J'ai souvent remarqué sur les producteurs de spiritueux américains qui font du rhum, que le rhum semble être quelque chose d'une ligne de touche pour les, une charge de trésorerie à bon marché faites pour joindre les deux bouts alors que les whiskies qui sont leurs véritables priorités sont le vieillissement. Ce n'est pas le cas ici parce que la société a été résolument rhum concentré de huit heures, Jour un – mais quand je l'ai goûté, Je fus surpris d'être rappelé de la Balcones rhum du Texas, avec lequel il partage beaucoup de similitudes texturales et aromatiques, et dans une certaine mesure aussi le pot / colonne mixte barbadiens rhums avec laquelle Foursquare a eu un tel succès (Plus Doorly de que ECS, pour les curieux). Cela parle bien pour le rhum et ses frères et la ligne, et il est clair qu'il n'y a rien demi-pinte ou foireux sur le Navy Yard ou Privateer du tout. Pour moi, ce rhum est pas au sommet du tas quand le monde nominale, mais il est l'un des meilleurs que j'ai eu des États-Unis en particulier. Ce qu'il réalise est de me donner envie d'essayer d'autres de la société, bientôt, et si ce n'est pas le signe certain de la réussite par un maître distillateur, alors je ne sais pas ce qui est.

(#658)(83/100)


Opinion

Après avoir écrit ce qui précède, Je me suis demandé au sujet de la différence dans ma propre perception de la Navy Yard, par rapport aux commentaires vraiment positifs que je avais lu, à la fois sur les médias sociaux et les quelques critiques que d'autres avaient écrit (94 points sur Distiller, par exemple, et Drink Insider jugée 92 avec une note négative naire partout sur FB). Maintenant, il n'y a pas encore de critique ou commentateur en dehors des États-Unis qui a écrit sur le Navy Yard (ou d'autres dans la ligne), en partie parce que sa distribution reste là; ceux qui ont vraiment passé singe pour la chose, certains allant jusqu'à l'appeler le meilleur rhum américain, alors pourquoi ne pas que je l'aime plus?

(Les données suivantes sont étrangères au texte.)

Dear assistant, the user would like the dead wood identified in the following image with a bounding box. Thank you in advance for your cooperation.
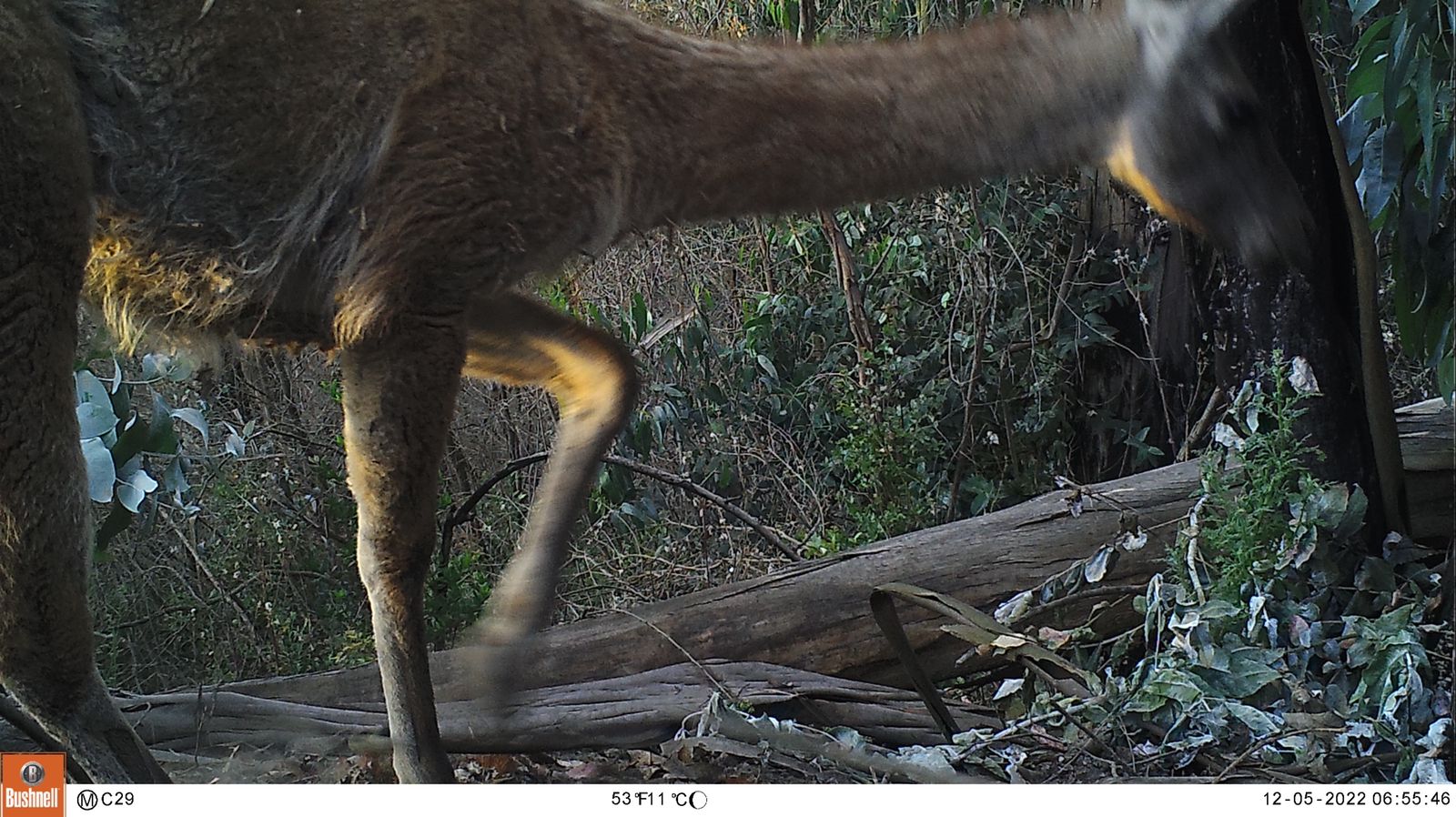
[79,661,999,754]
[226,400,1456,711]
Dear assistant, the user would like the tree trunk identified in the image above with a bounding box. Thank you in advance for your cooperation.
[224,400,1456,706]
[1201,0,1388,530]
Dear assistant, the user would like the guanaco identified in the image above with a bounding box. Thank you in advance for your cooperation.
[0,0,1306,782]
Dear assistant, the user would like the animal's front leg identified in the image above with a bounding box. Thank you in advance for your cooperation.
[340,325,461,782]
[464,294,636,706]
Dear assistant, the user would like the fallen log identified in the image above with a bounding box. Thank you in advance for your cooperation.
[87,661,1000,754]
[224,400,1456,706]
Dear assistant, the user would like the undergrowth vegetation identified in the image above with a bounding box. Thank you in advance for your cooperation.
[77,0,1451,781]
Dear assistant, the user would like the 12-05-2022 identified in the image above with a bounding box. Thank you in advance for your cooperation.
[1264,790,1451,807]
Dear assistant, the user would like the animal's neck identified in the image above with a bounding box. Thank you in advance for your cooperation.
[597,6,1138,230]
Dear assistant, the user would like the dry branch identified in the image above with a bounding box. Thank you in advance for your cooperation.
[85,661,996,753]
[228,400,1456,705]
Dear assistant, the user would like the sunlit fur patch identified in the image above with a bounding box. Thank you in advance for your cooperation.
[531,338,632,417]
[1105,124,1201,232]
[83,218,248,358]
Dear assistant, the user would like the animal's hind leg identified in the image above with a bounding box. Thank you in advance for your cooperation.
[0,0,166,782]
[340,322,461,783]
[464,294,636,705]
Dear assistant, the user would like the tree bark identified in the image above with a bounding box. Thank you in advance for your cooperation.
[1201,0,1386,530]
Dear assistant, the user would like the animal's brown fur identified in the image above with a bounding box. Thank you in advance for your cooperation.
[0,0,1301,781]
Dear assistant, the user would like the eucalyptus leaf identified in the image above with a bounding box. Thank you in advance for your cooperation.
[82,437,116,502]
[172,408,208,447]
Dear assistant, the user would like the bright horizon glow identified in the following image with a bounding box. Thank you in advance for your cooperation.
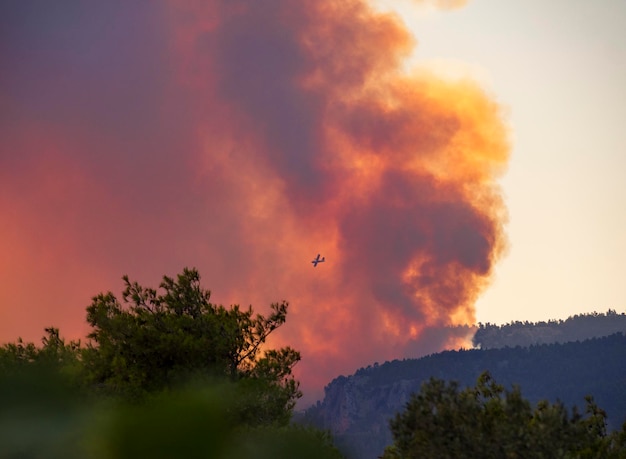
[378,0,626,324]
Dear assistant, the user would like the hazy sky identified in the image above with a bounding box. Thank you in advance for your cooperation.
[0,0,626,400]
[380,0,626,323]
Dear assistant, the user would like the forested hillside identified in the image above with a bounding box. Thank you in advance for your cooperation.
[472,309,626,349]
[305,334,626,459]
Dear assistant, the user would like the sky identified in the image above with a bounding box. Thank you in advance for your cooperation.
[380,0,626,323]
[0,0,626,397]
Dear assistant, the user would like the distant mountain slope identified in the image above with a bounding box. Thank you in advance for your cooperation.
[305,334,626,459]
[472,309,626,349]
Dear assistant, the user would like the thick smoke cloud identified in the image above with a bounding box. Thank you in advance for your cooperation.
[0,0,508,400]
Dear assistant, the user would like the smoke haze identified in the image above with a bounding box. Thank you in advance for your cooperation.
[0,0,509,400]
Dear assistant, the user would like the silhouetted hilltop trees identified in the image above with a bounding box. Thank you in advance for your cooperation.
[305,334,626,459]
[472,309,626,349]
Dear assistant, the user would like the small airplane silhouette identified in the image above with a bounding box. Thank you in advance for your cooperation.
[311,253,326,268]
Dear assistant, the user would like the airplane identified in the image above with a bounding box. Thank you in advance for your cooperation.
[311,253,326,268]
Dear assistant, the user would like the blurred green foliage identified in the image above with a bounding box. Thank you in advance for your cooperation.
[383,372,626,459]
[0,269,341,459]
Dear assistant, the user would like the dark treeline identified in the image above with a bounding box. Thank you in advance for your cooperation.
[472,309,626,349]
[305,334,626,459]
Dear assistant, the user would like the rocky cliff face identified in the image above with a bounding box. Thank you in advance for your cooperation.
[304,334,626,459]
[307,368,422,459]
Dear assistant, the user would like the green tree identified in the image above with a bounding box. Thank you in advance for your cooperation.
[383,373,626,459]
[83,269,301,422]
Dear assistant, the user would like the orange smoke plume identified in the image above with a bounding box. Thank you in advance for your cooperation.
[0,0,509,402]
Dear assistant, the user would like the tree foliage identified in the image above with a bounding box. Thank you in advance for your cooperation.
[0,269,341,459]
[383,372,626,459]
[83,269,301,411]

La seule réponse que je peux venir avec ce n'est pas directement lié à mes rhums dégustation palais et expérience du monde entier, est qu'ils ne viennent pas Privateer avec le même fond que d'autres sont, ou je fais. Le triste Sahara de ce qu'on appelle pudiquement « choix de rhum » aux Etats-Unis, une résultante du dysfonctionnement de la distribution à trois niveaux qu'ils appellent plaisamment un « système », favorise une sélection de rhum de la quantité pas cher, mais si dénuée de réelle qualité que lorsque la fille d'à côté fait quelque chose de tellement mieux que la merde produit de masse qui se déguise en rhum haut tiroirs là-bas, surchargeant juste les circuits de la classe tippling locale, et les points roulent en jetons comme à une table gagnante à Las Vegas.

Ceci est en aucune façon de prendre loin de la réalisation de Maggie Cambpbell et d'autres comme elle, qui travaillent sans relâche chaque jour pour élever la barre basse de rumdom américaine. Autour de la lecture et de prêter attention, il est clair que Mme. Campbell est un drogué de rhum bien informé et éduqué, fabrication du rhum à ses propres spécifications, et libérer le jus qui est un cran au dessus de nombreuses autres marques des États-Unis. L'étape suivante consiste à faire encore mieux pour qu'il prenne des noms les plus connus du monde entier qui – pour l'instant – taux plus élevé. Compte tenu de son engagement farouche de la marque et les différentes itérations qu'ils mettent à la porte, Je ne doute pas, il y aura beaucoup plus à venir de Privateer et je me réjouis le jour où les muscles de Hooch de la société sa manière à l'avant-garde de la scène mondiale du rhum, et pas seulement l'Amérique.


Autres notes

Je dessinais sur plongée profonde de Matt Pietrek pour certains détails biographiques, ainsi que des articles sur Thrillist, Boire et divers messages sur Privateer sur FB. Détails de la société, Mlle. Campbell et les étapes de distillation se trouvent aussi bien le travail de Matt et L'examen de t8ke, ici. Ceci est l'un de ces cas où il y a tellement de laver beaucoup d'information autour de ce synopsis est tout ce qu'il faut ici, et si votre intérêt a été piqué, suivez les liens pour aller plus loin.